Kita crisis: Employers, get involved! – Business

If the day care center closes earlier because a teacher has resigned or got sick, then many people have a problem. The already overburdened specialists in the facilities. The parents who continue to have to work minus hours to look after their children. The children who are torn out of their routines and feel the pressure their parents are under. But also employers. You cannot currently plan reliably with employees who are also parents of small children.

The day-care center crisis that Germany is currently going through, because there is a lack of staff and insufficient political commitment, is an economic and social catastrophe. Employers can’t do much about this situation. Nevertheless, they should do more than they have done to date to improve the situation. It’s time they used their lobby to get through to politics – in the interests of their employees, but also on their own behalf.
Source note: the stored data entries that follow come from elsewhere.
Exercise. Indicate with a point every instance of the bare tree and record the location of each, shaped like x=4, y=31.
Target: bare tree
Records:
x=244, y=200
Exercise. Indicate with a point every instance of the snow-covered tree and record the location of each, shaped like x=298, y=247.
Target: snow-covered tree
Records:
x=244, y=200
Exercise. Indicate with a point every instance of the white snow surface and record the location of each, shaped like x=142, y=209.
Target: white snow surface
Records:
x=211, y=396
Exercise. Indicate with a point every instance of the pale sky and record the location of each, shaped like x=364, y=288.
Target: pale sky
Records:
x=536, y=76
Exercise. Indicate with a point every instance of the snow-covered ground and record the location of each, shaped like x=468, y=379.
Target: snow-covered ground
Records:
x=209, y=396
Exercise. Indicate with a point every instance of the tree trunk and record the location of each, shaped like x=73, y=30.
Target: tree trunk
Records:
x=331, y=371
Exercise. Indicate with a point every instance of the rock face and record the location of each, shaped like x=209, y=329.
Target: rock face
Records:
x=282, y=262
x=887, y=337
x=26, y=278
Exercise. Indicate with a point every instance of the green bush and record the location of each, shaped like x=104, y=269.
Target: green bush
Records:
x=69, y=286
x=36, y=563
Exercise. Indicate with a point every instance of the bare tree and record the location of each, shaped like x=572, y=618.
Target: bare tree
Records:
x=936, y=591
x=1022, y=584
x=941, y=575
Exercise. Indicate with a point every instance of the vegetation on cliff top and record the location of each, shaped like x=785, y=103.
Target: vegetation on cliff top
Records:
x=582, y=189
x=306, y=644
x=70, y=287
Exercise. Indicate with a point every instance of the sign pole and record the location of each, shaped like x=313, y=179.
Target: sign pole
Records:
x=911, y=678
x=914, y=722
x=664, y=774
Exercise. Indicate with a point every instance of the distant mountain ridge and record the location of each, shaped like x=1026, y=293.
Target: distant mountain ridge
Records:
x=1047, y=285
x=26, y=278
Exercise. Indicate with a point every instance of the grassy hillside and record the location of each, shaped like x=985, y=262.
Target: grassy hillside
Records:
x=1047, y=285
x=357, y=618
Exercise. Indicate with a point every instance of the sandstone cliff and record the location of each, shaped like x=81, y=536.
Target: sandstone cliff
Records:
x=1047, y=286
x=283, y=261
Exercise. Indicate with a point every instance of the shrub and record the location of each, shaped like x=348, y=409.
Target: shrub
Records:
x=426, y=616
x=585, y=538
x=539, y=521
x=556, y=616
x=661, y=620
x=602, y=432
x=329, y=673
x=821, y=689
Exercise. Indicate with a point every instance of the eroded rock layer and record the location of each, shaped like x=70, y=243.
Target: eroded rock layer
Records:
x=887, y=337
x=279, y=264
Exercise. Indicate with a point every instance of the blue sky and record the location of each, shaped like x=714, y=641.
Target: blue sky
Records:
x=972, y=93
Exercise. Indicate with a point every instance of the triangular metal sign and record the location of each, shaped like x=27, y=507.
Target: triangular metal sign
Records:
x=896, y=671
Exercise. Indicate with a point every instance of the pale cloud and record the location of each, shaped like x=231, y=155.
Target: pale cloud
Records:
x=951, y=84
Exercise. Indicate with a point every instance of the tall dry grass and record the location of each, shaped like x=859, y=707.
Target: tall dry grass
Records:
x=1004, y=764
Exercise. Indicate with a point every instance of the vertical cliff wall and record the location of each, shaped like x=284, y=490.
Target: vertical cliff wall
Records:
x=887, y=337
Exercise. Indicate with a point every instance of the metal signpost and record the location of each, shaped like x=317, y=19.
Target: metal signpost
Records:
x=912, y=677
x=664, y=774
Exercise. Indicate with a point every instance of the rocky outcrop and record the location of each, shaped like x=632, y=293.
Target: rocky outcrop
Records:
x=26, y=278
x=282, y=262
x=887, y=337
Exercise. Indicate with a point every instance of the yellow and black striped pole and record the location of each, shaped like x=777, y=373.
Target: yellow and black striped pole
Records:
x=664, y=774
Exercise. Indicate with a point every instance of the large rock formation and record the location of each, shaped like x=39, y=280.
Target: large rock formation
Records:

The Confederation of German Employers’ Associations (BDA) rightly demands that the federal, state and local governments need “a joint strategy with specific measures to recruit, secure and provide additional qualifications for early childhood education professionals”. When it comes to the situation in the daycare centers, the federal, state and local governments blame each other. The core of the crisis lies in this undignified tugging.

Even companies can’t conjure up pedagogues – or maybe they can?

And yet employers could be more involved in the solution. Ten or 15 years ago they founded new company kindergartens one after the other. If the state itself does not manage to look after the youngest reliably and in a way that is appropriate for children, companies should help themselves more often. They need skilled workers more than ever – and these skilled workers in turn need and want to know that their children are reliably cared for. Even employers cannot conjure up pedagogical specialists. But they are more familiar with personnel marketing and possible incentives for educators than many municipalities that have overslept the topic for years. As has already happened in the past, smaller companies could join forces and jointly create childcare options.

Unfortunately, one gets the impression that many employers are increasingly declaring childcare to be a private matter instead of a management issue. There is no question that in many places empathetic entrepreneurs and executives give stressed parents the postponement of projects and do not count every hour not worked. But at the same time it is irritating how many companies have been happily referring to their oh so generous opportunities to work from home since the pandemic: If they use the terms “home office” and “compatibility” in the same sentence, they suppress the fact that no one can can think clearly while a small child next to it tries out the PC keyboard for itself. During the Corona crisis, politics left the parents to themselves. Employers have at least a share of the responsibility that this tragedy does not continue.

Of course they are not the only ones responsible. Many mothers and fathers are already involved with admirable perseverance in parents’ councils and point out the grievances in social networks. The problem: Their increasingly desperate calls for relief have so far failed to reach politicians because their influence is limited. The situation is different for employers: their lobbyists are listened to. It is therefore high time that employer representatives sat down with parents’ councils, discussed the biggest problems and brought the resulting demands loud and clear to politicians. In times of a shortage of skilled workers, hardly any company can afford that the mothers and fathers in the workforce are constantly absent at short notice or, in the worst case, become ill from being overworked.

You don’t have to be responsible for a grievance in order to help solve it. Many people would thank employers if they used their power: the educators, the parents among the employees, the children. And the employers would also do something good for themselves.